Many people are wondering about variation in the Covid-19 pandemic across countries. Why (the North of) Italy and not Portugal. How was South Korea able to contain the virus, but other countries did not even though they had less time. The New York Times published a long article that examined this question, but nobody really knows.
Some of the speculations focus on biological factors that may protect individuals or may make them more vulnerable. However, so far these factors explain a small portion of the variation in death rates. The biggest predictor is the number of people who are infected by the virus. Australia and New Zealand have few deaths because Covid-19 did not spread widely among their populations.
One possible explanation could be the response of countries to the pandemic. Countries like the UK and Sweden may have more deaths because they did not lock down their countries. The problem with these speculations is that many factors are likely to contribute to the variation and it is difficult to spot these factors without statistical analyses.
The NYT article mentions that hundreds of studies are underway to look for predictors of variation across nations, but no results are being mentioned. Maybe researchers are cautious.
“Doctors who study infectious diseases around the world say they do not have enough data yet to get a full epidemiological picture, and that gaps in information in many countries make it dangerous to draw conclusions”
Drawing conclusions is different from exploring data. There is nothing dangerous about exploring patterns in data. Clearly many people are curious and statistical analysis can provide more valuable information than armchair speculations about climate or culture.
As a cross-cultural psychologists, I am familiar with many variables that distinguish nations from each other. The most prominent dimension is individualism. Western cultures tend to be more individualistic than Asian cultures. This might suggest that culture plays a role because Asian cultures have had fewer Covid-19 deaths. However, individualism as measured by Hofstede’s dimension is a weak predictor and did not survive statistical controls. Other dimensions that were less plausible also did not predict variation in Covid-19 deaths.
However, one variable that was a predictor was the number of tourists that travel to a country (tourism data).
Tourism reflects how connected a country is with the rest of the world. Australia and New Zealand are not only islands, they are also geographically isolated which explains why relatively few people visit these otherwise attractive locations. Covid-19 also has speared much of Eastern Europe and many Eastern European countries rank low on the tourism index.
Additional analysis show that tourism is becoming a weaker predictor over time. The reason is the recent rise of cases and deaths in Latin America. Latin America was relatively unaffected in April, but lately Ecuador and Brazil have seen alarming increases in cases.
The graph also shows that tourism does not explain all of the differences between countries. For example, the UK has way more cases than predicted by the regression line. This may reflect the slow response to the Covid-19 crises in the UK. Sweden is also above the regression line, possibly due to the policy to keep schools and businesses. Switzerland is a direct neighbor of the North of Italy, where the epidemic in Europe started. Canada is above the regression line, but was on the regression line on April 15. The reason is that Canada acted quickly in the beginning, but is now seeing a late increase in death in care homes.
In conclusion, these results suggest that timing is a big factor in the current differences across countries. Countries with high death tolls were simply unlucky to be at the center of the pandemic or well connected to it. As the pandemic progresses, this factor will become less important. Some countries, like Austria and (the South of) Germany that were hit early have been able to contain the spread of Covid-19. In other countries, numbers are increasing, but no country is seeing increases as dramatic as in Italy (or New York) where Covid-19 spread before social distancing measures were in place. New factors may predict what will happen in the times of the “new normal” when countries are trying to come out of lock-downs.

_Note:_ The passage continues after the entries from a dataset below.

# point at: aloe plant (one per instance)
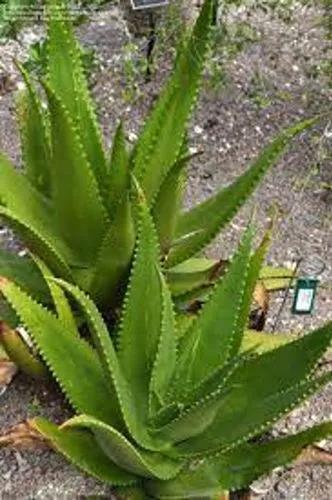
(71, 204)
(177, 412)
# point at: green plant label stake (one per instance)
(305, 293)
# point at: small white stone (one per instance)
(132, 137)
(198, 130)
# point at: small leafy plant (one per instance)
(177, 412)
(71, 204)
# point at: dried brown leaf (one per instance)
(23, 436)
(314, 455)
(8, 370)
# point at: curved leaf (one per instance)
(162, 136)
(24, 272)
(118, 175)
(34, 137)
(114, 256)
(261, 392)
(125, 454)
(193, 274)
(20, 354)
(198, 227)
(66, 76)
(213, 337)
(78, 209)
(81, 448)
(238, 468)
(124, 402)
(72, 361)
(37, 243)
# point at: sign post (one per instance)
(148, 4)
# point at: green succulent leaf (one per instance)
(142, 315)
(260, 392)
(24, 207)
(237, 468)
(200, 225)
(276, 278)
(161, 139)
(20, 354)
(66, 77)
(167, 206)
(72, 361)
(79, 212)
(62, 306)
(166, 357)
(216, 334)
(34, 137)
(124, 402)
(7, 314)
(81, 448)
(24, 272)
(37, 242)
(125, 454)
(114, 256)
(260, 342)
(118, 175)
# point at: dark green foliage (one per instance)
(174, 412)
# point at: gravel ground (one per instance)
(270, 86)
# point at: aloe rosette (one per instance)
(71, 203)
(174, 411)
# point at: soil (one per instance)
(271, 84)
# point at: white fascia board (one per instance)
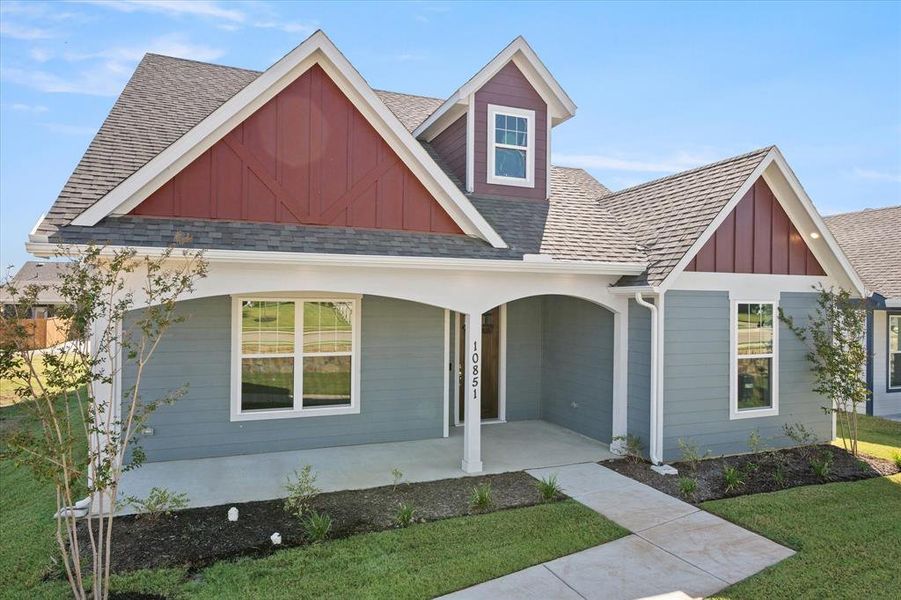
(316, 49)
(369, 260)
(559, 103)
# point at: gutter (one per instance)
(654, 449)
(527, 265)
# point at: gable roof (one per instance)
(316, 49)
(668, 215)
(560, 105)
(872, 240)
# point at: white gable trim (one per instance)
(826, 252)
(560, 105)
(317, 49)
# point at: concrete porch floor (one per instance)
(506, 447)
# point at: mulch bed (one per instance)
(760, 471)
(197, 537)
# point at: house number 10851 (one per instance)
(475, 369)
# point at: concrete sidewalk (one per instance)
(676, 551)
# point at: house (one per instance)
(872, 241)
(387, 268)
(45, 329)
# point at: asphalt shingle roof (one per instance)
(667, 215)
(871, 239)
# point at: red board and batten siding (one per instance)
(308, 156)
(450, 145)
(509, 87)
(757, 237)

I don’t think that publishing these results is dangerous. The results are what they are. It is just important to realize that they do not prove that tourism is the real causal factor. It is also possible that tourism is correlated with some other variables that reflect the real cause. To demonstrate this, we need to find measures of these causal factors and demonstrate that they predict variation in death tolls of nations better than tourism and statistically remove the relationship of tourism with Covid-19 deaths. So, this blog post should be seen as a piece of a puzzle rather than the ultimate answer to a riddle.
4 thoughts on “Covid-19 behaves like tourists”
Comparing absolute numbers of tourists with relative number of deaths?
Yes. The infection risk is a function of the absolute number of tourists that visit a country. Once the virus arrives, it can spread exponentially. So we need to log the deaths, but not the number of tourists. Taking the proportion of a population for deaths is important to measure impact. If 10 tourists visit the US versus a small Caribbean island makes a difference because the 10 tourists can kill a much bigger proportion of the population in a country with a small population.
did you try tight-loose scores instead of individualism-collectivism? there are some papers arguing that is why some countries do better than others.
I did try it to predict death tolls across US states and it didn’t predict. I haven’t tried it across nations.